On large environments, it’s common to have many crawlers running at once, or at scheduled intervals, in order to keep your collected content up-to-date. For example, this is a typical requirement of search engines installations. They need their internal indices updated frequently in order to keep their search results relevant.
Keeping track of individual crawler execution can be challenging. How many are currently running? For how long? Any of them failed? Sure you can log in on the servers where these crawlers are running to get valuable insights. Your operating system can list running processes, and you can analyze each crawler logs. What if your supervisor or a non-technical person wants to know the current crawl status? You can quickly become a bottleneck.
This approach is not ideal to say the least.
Luckily, Norconex Collectors were designed to take advantage of the Norconex JEF (Job Execution Framework) library. As a result, all Norconex Collector crawlers you have defined are just waiting to be monitored by Norconex JEF Monitor, a web-based progress and status monitoring application. What’s best is you do not need to change anything in your crawler configurations to get this monitoring.
If you already have a JEF Monitor installation up and running, feel free to scroll down to skip the JEF Monitor installation.
Install JEF Monitor
Download the latest stable copy of JEF Monitor (4.0 as of this writing). Decompress the obtained zip file in a directory of your choice, on the same server where one or more Norconex Collectors are installed.
This will create the following files and directory structure:
norconex-jef-monitor-4.0.0/ apidocs/ classes/ config/ lib/ third-party/ jef-monitor.bat jef-monitor.sh LICENSE.TXT NOTICE.TXT
To start JEF Monitor, execute jef-monitor.bat or jef-monitor.sh whether you are on a Windows or *nix environment.
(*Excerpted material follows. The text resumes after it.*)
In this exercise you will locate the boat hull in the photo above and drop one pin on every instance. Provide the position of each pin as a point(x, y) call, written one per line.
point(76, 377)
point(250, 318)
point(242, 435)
Open your favorite browser, and access JEF Monitor using this URL:
Replace localhost with the proper server name if your browser was not started from the same server where you installed JEF Monitor.
With version 4.0, the default port is 8080. To change that port or to have JEF Monitor accessible via https only, modify the config/setup.properties file accordingly before starting JEF Monitor.
The first time JEF Monitor is accessed, you have to go through a few initial configuration screens:
Hit “Let’s Go!”
JEF Monitor Installation Name
You can have several JEF Monitor installations. Any installation can report on other installations to give you a unified view of all your jobs (in this case, crawler jobs). For this reason, you need to give a unique name to this installation. It can be anything you like.
This tutorial will pretend we are only monitoring crawlers found on a dedicated server. We’ll call this installation “Crawler Server”.
Noroconex Collector Jobs to Monitor
This is where we tell JEF Monitor where our crawlers are running. For JEF, a Norconex Collector and its configured crawlers are treated as “jobs.” When running, each Norconex Collector configured creates an .index file in a subdirectory of the collector progress directory called “latest”. A collector progress directory can be configured using the <progressDir> configuration option.
We need to tell JEF Monitor about your Collector jobs. Click on “Add Files…”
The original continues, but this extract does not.